Un matin de 1976, durant la guerre au Liban, nous apprenons que l’ambassade de France offre aux français résidant au Liban, la possibilité de quitter le pays par voie maritime. L’aéroport de Beyrouth était fermé. Nous n’étions pas encore citoyens français. Je présente notre demande au consulat disant que nous étions intéressés par ce départ vu la présence de nos enfants en France. Après intervention du quai d’Orsay, et grâce à l'action de Laurent à Paris, l’autorisation est accordée. Le lendemain à 6 heures, Evelyne Alain, moi, ainsi que notre chienne Sandy, nous nous rendons à Jounieh où un bateau de guerre français nous attend au large. 

Nous quittons le Liban dans l'après-midi, et arrivons à Limassol dans la soirée.

Nous dormions sur le pont.

Dans la journée, nous passons le temps à l’aéroport de Limassol afin de bien surveiller Sandy. L’après midi, un avion 747 de la Compagnie Air France nous amène à Orly. Georges et Annick nous reçoivent chez eux, à Rueil-Malmaison.

Une occasion de remercier à nouveau Georges et Annick de tout cœur pour leur hospitalité proverbiale. Nous comptions rester 15 jours. Nous sommes finalement restés deux ans en France.

Au bout de deux semaines, impossible de rentrer. La guerre faisait toujours rage à Beyrouth. Nous constatons alors que nous n’avions absolument pas prévu de vêtements pour affronter l’hiver. Au départ de Beyrouth, nous étions trop optimistes.
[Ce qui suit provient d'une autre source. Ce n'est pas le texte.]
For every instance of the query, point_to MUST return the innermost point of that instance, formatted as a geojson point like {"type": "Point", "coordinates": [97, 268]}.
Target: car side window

Pour nos déplacements à Paris, nous aurions bien voulu avoir également notre voiture.

La seule possibilité qui s'offrait à nous était de prendre le risque de revenir à Beyrouth via Chypre, et de rejoindre Paris en voiture, via la Syrie, l’Italie, etc. J’en prends la responsabilité.


Avant de quitter Beyrouth, Evelyne avait préparé deux valises, Il fallait que je ramène l’une d’elles. J’ai demandé à Laurent qu'il vienne me rejoindre à Alep chez nos cousins, les Jermakly

Nous avions quitté Beyrouth en catastrophe. Il m’a fallu trois jours de préparatifs à Beyrouth avant de repartir pour la France (j’ai eu ainsi l’occasion de revoir, mes sœurs et mes frères à la montagne, de faire une visite à la banque pour mettre de l’ordre, et surtout de m’assurer que la librairie était bien tenue par un de mes amis.)

Ma tante Rose Delifer, la maman de Françoise et de Jean, ayant entendu que je retournais à Paris via Lyon où Jean faisait ses études, a demandé à faire partie du voyage. 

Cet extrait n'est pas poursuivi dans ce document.